On Wed, Apr 26, 2023, Carlos Bilbao wrote:
> Hello Sean,
> 
> On 4/26/23 8:32 AM, Reshetova, Elena wrote:
> >  Hi Sean, 
> > 
> > Thank you for your review! Please see my comments inline. 
> > 
> >> On Mon, Mar 27, 2023, Carlos Bilbao wrote:

...

> >>> More details on the x86-specific solutions can be
> >>> +found in
> >>> +:doc:`Intel Trust Domain Extensions (TDX) </x86/tdx>` and
> >>> +:doc:`AMD Memory Encryption </x86/amd-memory-encryption>`.
> >>
> >> So by the above definition, vanilla SEV and SEV-ES can't be considered CoCo.  SEV
> >> doesn't provide anything besides increased confidentiality of guest memory, and
> >> SEV-ES doesn't provide integrity or validation of physical page assignment.
> >>
> > 
> > Same
> >
> 
> Personally, I think it's reasonable to mention SEV/SEV-ES in the context of
> confidential computing and acknowledge their relevance in this area.
> 
> But there is no mention to SEV or SEV-ES in this draft. And the document we
> reference there covers AMD-SNP, which provides integrity.

...

> >>> +While the traditional hypervisor has unlimited access to guest data and
> >>> +can leverage this access to attack the guest, the CoCo systems mitigate
> >>> +such attacks by adding security features like guest data confidentiality
> >>> +and integrity protection. This threat model assumes that those features
> >>> +are available and intact.
> >>
> >> Again, if you're claiming integrity is a key tenant, then SEV and SEV-ES can't be
> >> considered CoCo.
> 
> Again, nobody mentioned SEV/SEV-ES here.

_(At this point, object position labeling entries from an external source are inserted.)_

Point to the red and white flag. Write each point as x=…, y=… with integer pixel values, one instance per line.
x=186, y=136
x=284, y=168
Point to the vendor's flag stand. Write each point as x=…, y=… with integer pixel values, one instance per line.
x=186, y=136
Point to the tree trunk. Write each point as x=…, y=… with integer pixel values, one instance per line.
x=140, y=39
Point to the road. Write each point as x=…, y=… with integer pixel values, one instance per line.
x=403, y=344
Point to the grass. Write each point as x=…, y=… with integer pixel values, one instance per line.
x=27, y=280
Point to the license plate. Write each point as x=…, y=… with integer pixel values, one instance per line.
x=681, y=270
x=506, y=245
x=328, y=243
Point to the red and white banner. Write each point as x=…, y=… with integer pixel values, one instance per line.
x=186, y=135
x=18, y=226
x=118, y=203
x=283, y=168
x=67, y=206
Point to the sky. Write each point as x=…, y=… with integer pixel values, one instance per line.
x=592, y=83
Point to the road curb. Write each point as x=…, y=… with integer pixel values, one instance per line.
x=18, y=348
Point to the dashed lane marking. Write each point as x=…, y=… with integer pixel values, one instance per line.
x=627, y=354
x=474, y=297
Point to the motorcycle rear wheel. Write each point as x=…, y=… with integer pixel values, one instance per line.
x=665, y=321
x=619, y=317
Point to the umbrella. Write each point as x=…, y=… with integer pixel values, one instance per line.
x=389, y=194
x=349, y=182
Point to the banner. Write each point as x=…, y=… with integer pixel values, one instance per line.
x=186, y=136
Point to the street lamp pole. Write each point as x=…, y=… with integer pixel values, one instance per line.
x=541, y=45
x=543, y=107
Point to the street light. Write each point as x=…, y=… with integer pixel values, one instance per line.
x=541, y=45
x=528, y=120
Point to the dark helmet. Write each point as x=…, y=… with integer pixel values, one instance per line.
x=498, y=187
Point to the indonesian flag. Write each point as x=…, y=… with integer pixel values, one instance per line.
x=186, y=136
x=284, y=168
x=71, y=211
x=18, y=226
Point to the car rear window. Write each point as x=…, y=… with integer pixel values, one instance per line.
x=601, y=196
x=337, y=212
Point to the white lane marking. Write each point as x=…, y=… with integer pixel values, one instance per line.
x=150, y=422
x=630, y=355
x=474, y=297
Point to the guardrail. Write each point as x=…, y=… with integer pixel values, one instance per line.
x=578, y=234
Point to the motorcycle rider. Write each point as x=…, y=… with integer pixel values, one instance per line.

Yes, somebody did.  Unless your dictionary has a wildly different definition for
"all".

 : +Overview and terminology
 : +========================
 : +
 : +Confidential Cloud Computing (CoCo) refers to a set of HW and SW
 : +virtualization technologies that allow Cloud Service Providers (CSPs) to
 : +provide stronger security guarantees to their clients (usually referred to
 : +as tenants) by excluding all the CSP's infrastructure and SW out of the
 : +tenant's Trusted Computing Base (TCB).
 : +
 : +While the concrete implementation details differ between technologies, all
                                                                           ^^^
 : +of these mechanisms provide increased confidentiality and integrity of CoCo
 : +guest memory and execution state (vCPU registers), more tightly controlled
 : +guest interrupt injection, as well as some additional mechanisms to control
 : +guest-host page mapping. More details on the x86-specific solutions can be
 : +found in

This document is named confidential-computing.rst, not tdx-and-snp.rst.  Not
explicitly mentioning SEV doesn't magically warp reality to make descriptions like
this one from security/secrets/coco.rst disappear:

  Introduction                                                                    
  ============                                                                    
                                                                                
  Confidential Computing (coco) hardware such as AMD SEV (Secure Encrypted        
  Virtualization) allows guest owners to inject secrets into the VMs              
  memory without the host/hypervisor being able to read them.

My complaint about this document being too Intel/AMD centric isn't that it doesn't
mention other implementations, it's that the doc describes CoCo purely from the
narrow viewpoint of Intel TDX and AMD SNP, and to be blunt, reads like a press
release and not an objective overview of CoCo.